What Everyone Should Know About Kuk Swamp

I often have a bit of a hard time explaining the multilinear nature of history to my students, who have been brought up with an ingrained notion of "progress". The master narrative goes like this:  Several thousand years ago, people invented agriculture in a few places, which caused them to settle down, and eventually they developed the first state societies. From those you get the first civilizations, eventually leading to us. The examples of such places (and the staples they relied on) are Mesopotamia (wheat, barley, lentils, cattle, sheep/goat), the Andes and Pacific Coast of South America (potatoes, cotton), Mesoamerica (maize, beans, squash), and the Yangtze and Yellow River valleys in China (rice, millet, pigs, chickens).

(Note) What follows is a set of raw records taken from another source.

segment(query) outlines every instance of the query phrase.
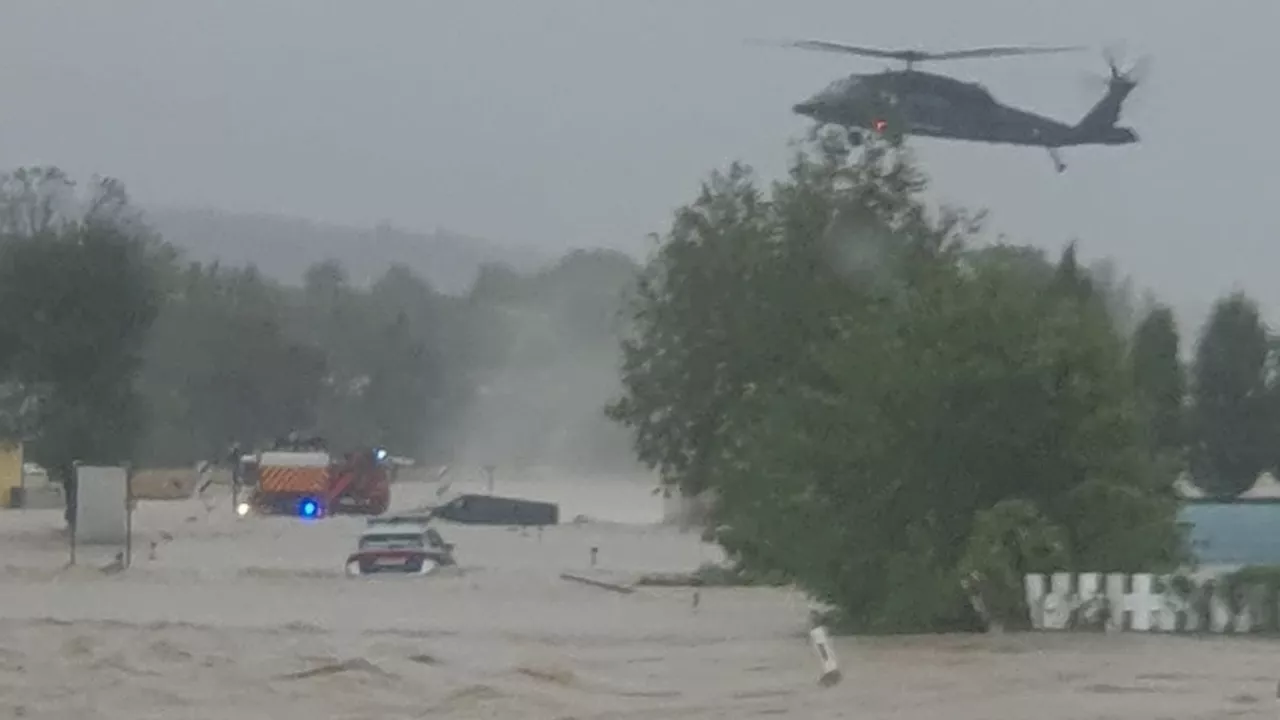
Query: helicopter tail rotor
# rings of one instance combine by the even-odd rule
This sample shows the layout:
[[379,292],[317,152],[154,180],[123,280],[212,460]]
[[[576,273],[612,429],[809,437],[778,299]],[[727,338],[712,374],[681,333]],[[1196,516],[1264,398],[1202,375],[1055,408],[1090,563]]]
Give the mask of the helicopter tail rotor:
[[[1107,90],[1134,91],[1138,86],[1144,85],[1148,81],[1151,70],[1151,57],[1149,55],[1140,56],[1127,66],[1123,58],[1124,54],[1115,45],[1108,45],[1103,48],[1102,59],[1107,64],[1107,74],[1103,75],[1094,72],[1085,75],[1085,80],[1088,81],[1086,87],[1089,94],[1092,95]],[[1130,92],[1125,94],[1128,97],[1132,97]]]
[[1138,134],[1120,123],[1126,101],[1138,87],[1139,77],[1146,73],[1146,60],[1124,68],[1120,54],[1113,48],[1103,50],[1108,74],[1102,78],[1102,97],[1080,118],[1072,128],[1073,136],[1083,143],[1102,145],[1126,145],[1138,142]]
[[1124,53],[1117,46],[1108,45],[1103,48],[1102,58],[1107,63],[1107,70],[1110,71],[1109,77],[1106,78],[1108,85],[1137,87],[1146,82],[1147,74],[1151,67],[1151,56],[1143,55],[1139,57],[1124,70],[1121,69],[1125,64]]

We were dealing with the question of origin narratives, why people are so obsessed with "the first" this or that while discussing evidence for the earliest agriculture in highland New Guinea. Around 8,000 years ago, there were agricultural people living in the Wahgi Valley (evidence for this comes from various archaeological sites, notably Kuk Swamp, Tim Denham's chapter in the edited volume Archaeology in Oceania provides a good critical review). It looks like this was an independent innovation in the region, before the incursion of Austronesian speakers who had another suite of domesticated plants and animals. What is important to me, though, is that these people did not then develop urbanism, hierarchical social structure, and all of the other things that lead to what get called "states". Rather, they developed very unique ways of living in the tropical highlands.

Some might suggest that there were no states in the prehistoric Wahgi Valley because the ancestors of contemporary highland New Guinea peoples were somehow too primitive, or limited by their environment, to develop all the things we associate with modernity. This is a misinterpretation at its core. People simply happened to follow a different route. There is no single developmental trajectory for human societies. The broad evidence of many histories shows this, people follow too many different paths. Stories focused on origins tend to reify the present. We look back, see what happened, and think, of course, that must be the way it was. Development and progress were inevitable. But if we take into account all of the historical trajectories that don't follow the usual story, we see that all of history is essentially random. Not that there aren't certain processes that structured the past, but that people didn't plan things for the long-term. History follows many paths, shaped by people interacting with certain phenomena, which are unpredictable to lesser and greater extents.

The reason I'm compelled by this idea is that it calls into question what trajectory human societies might follow in the future. There is no inevitable, unilinear march of progress that we are caught up in. We are not "doomed" in the literal sense of the word, as many people may believe. Quite the opposite, we have an almost infinite kind of creativity to draw upon in deciding what direction to take our world. This is not meant to be a new age-y sermon about positive energy, harmony, or the holistic. Rather, it is a suggestion that we should think carefully about the choices we make on an everyday basis, and the kinds of long-term social structures we create that will shape the next centuries and perhaps millenia of human social change. Whatever happens, social evolution will be somewhat unpredictable, and history certainly won't follow a single steady stream.